Il faut en effet bien comprendre ce que signifie une défense à tout prix de l’euro. Aujourd’hui, on voit que les gouvernements, en particulier le gouvernement ­allemand (mais ce n’est peut-être pas le pire, de ce point de vue), tentent de sauver coûte que coûte la zone euro dans une surenchère de politiques d’austérité qui vont nous conduire directement à une dépression comme on en a connu au début des années 1930.

Or, ces politiques de dépression, qui sont d’ailleurs déjà à l’œuvre en Grèce et au Portugal, loin d’apporter des solutions, ne font qu’aggraver les problèmes ; je pense que, là-dessus, tous les économistes sont d’accord. Dans ces conditions, est-il encore possible de trouver des solutions qui permettraient de sauver la zone euro ?

On voit bien aujourd’hui que la seule solution, mais qui demeure théorique, résiderait pour l’essentiel dans une monétisation directe des dettes, ce que l’on appelait autrefois des avances faites aux trésors publics par la Banque centrale européenne.
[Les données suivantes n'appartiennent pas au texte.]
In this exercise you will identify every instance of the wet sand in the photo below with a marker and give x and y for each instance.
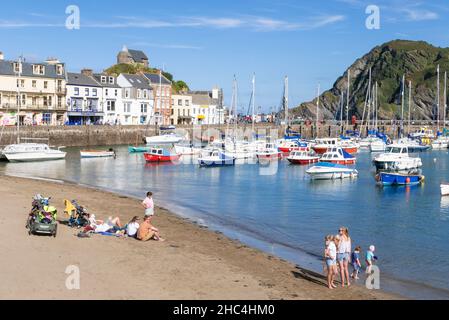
(193, 263)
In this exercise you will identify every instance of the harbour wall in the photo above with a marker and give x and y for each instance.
(83, 136)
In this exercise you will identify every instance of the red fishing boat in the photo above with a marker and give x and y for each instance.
(161, 155)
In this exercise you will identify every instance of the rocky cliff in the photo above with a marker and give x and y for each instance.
(416, 60)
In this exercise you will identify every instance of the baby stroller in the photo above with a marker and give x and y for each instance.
(78, 216)
(42, 218)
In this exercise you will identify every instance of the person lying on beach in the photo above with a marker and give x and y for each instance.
(132, 227)
(148, 204)
(147, 231)
(330, 256)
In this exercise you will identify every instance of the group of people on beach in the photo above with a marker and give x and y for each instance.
(338, 255)
(143, 231)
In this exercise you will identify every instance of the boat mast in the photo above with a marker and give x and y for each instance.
(318, 108)
(445, 100)
(403, 101)
(19, 98)
(409, 105)
(254, 103)
(438, 98)
(286, 101)
(347, 99)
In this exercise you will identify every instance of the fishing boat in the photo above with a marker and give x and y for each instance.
(98, 153)
(339, 156)
(268, 152)
(30, 152)
(331, 171)
(302, 157)
(138, 149)
(399, 179)
(396, 158)
(444, 189)
(161, 155)
(169, 138)
(322, 145)
(216, 158)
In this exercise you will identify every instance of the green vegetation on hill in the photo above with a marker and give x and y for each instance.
(417, 60)
(117, 69)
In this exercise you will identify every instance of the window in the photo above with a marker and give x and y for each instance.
(17, 67)
(59, 69)
(46, 118)
(38, 69)
(110, 105)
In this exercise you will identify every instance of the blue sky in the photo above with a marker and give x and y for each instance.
(206, 42)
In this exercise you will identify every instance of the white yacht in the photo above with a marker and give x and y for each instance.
(396, 157)
(29, 152)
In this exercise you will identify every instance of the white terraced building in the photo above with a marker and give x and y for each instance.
(138, 100)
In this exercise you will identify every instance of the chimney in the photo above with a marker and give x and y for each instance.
(87, 72)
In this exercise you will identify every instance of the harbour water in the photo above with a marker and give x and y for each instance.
(287, 214)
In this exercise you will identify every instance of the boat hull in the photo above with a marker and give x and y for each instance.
(160, 158)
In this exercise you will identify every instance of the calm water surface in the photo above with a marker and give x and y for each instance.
(287, 214)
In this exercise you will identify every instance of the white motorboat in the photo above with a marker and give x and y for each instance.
(396, 158)
(441, 143)
(378, 146)
(444, 189)
(331, 171)
(216, 158)
(170, 138)
(29, 152)
(98, 153)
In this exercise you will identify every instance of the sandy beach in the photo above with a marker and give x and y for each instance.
(193, 263)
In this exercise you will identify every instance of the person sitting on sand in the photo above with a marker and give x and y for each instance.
(132, 227)
(330, 256)
(356, 264)
(148, 204)
(147, 231)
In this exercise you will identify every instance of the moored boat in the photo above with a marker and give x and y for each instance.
(216, 158)
(161, 155)
(98, 153)
(338, 155)
(331, 171)
(302, 157)
(399, 179)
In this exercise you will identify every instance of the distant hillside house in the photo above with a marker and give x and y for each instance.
(129, 56)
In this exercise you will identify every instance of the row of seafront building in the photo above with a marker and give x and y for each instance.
(47, 94)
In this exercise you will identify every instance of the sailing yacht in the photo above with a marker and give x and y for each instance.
(26, 152)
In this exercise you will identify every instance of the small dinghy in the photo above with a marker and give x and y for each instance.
(399, 179)
(98, 154)
(331, 171)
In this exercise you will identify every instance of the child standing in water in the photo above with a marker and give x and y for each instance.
(355, 258)
(148, 205)
(330, 256)
(370, 259)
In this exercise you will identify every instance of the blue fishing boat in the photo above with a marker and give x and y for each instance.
(399, 179)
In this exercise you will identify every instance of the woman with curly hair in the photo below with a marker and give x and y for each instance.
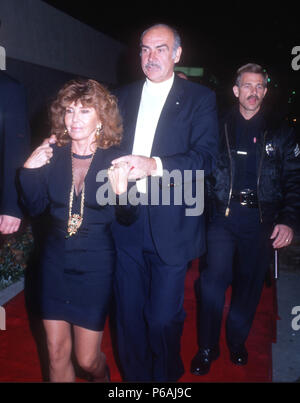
(78, 255)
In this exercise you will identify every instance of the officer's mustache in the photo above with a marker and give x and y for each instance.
(253, 96)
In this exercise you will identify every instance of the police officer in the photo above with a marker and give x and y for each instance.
(255, 194)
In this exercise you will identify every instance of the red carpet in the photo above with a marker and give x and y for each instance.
(20, 353)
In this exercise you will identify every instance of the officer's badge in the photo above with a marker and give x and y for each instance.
(269, 149)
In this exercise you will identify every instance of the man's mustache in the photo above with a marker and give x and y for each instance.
(152, 64)
(253, 96)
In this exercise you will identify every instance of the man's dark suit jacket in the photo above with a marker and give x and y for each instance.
(185, 139)
(14, 142)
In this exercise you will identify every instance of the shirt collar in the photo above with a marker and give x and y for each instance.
(159, 88)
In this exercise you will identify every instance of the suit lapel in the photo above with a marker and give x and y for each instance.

Mais on sait bien que l’on a sur ce point un blocage du côté allemand, bien qu’il ne faille pas mésestimer les raisons qui font que l’Allemagne n’est pas prête à accepter ce type de solutions.

Toutefois, si celles-ci ne sont pas possibles, la zone euro va éclater. Or, si elle éclatait, pour un pays comme la France, les inconvénients seraient largement compensés par les avantages, dans le sens où l’économie française souffre beaucoup du maintien de l’euro, qui est largement surévalué par rapport au dollar. C’est cette surévaluation que l’on pourrait corriger s’il y avait un mécanisme d’avances aux différents trésors publics octroyées par la Banque centrale européenne.

On sait ainsi, à partir des phénomènes d’élasticité croisée des importations et des exportations, que la France fait partie des pays qui auraient intérêt à dévaluer, et donc à sortir de la zone euro. Il se pose ensuite le problème de la spéculation sur les taux de change, mais il pourrait être résolu de manière très simple, je dirais même élégante, par des contrôles de capitaux et des interdictions d’un certain nombre d’opérations faites aujourd’hui sur les marchés. Dans la situation actuelle, nous n’avons pas à nous obstiner dans une défense à tout prix de la zone euro.

J’avais écrit en 2005 un article où j’expliquais que le problème n’était pas tant de sortir de l’euro que de faire évoluer cette zone euro vers quelque chose de plus gérable, avec une banque centrale qui intervient, et surtout avec une meilleure coordination des politiques budgétaires des différents pays. Nous sommes confrontés à un problème insoluble, qui est de faire fonctionner l’euro avec des économies beaucoup trop hétérogènes. Dans le cas de la France, si l’on sort de l’euro, on revient au franc : ce peut être relativement faisable, comme dans les pays de l’ex-Union soviétique, où l’on a créé des monnaies facilement !

Ce n’est pas la question d’un retour au franc qui doit nous servir de marqueur, mais de savoir si une sortie de l’euro est avantageuse pour la croissance. Compte tenu des politiques économiques mises en œuvre pour sauver l’euro, une sortie va probablement s’imposer comme une politique du moindre mal. Ce n’est pas la solution qui aurait eu mon assentiment en 2005, mais nous sommes aujourd’hui allés trop loin. Je pense donc qu’on va y être contraints. Et ce sera beaucoup moins douloureux qu’une dépression de l’ampleur à laquelle on peut s’attendre.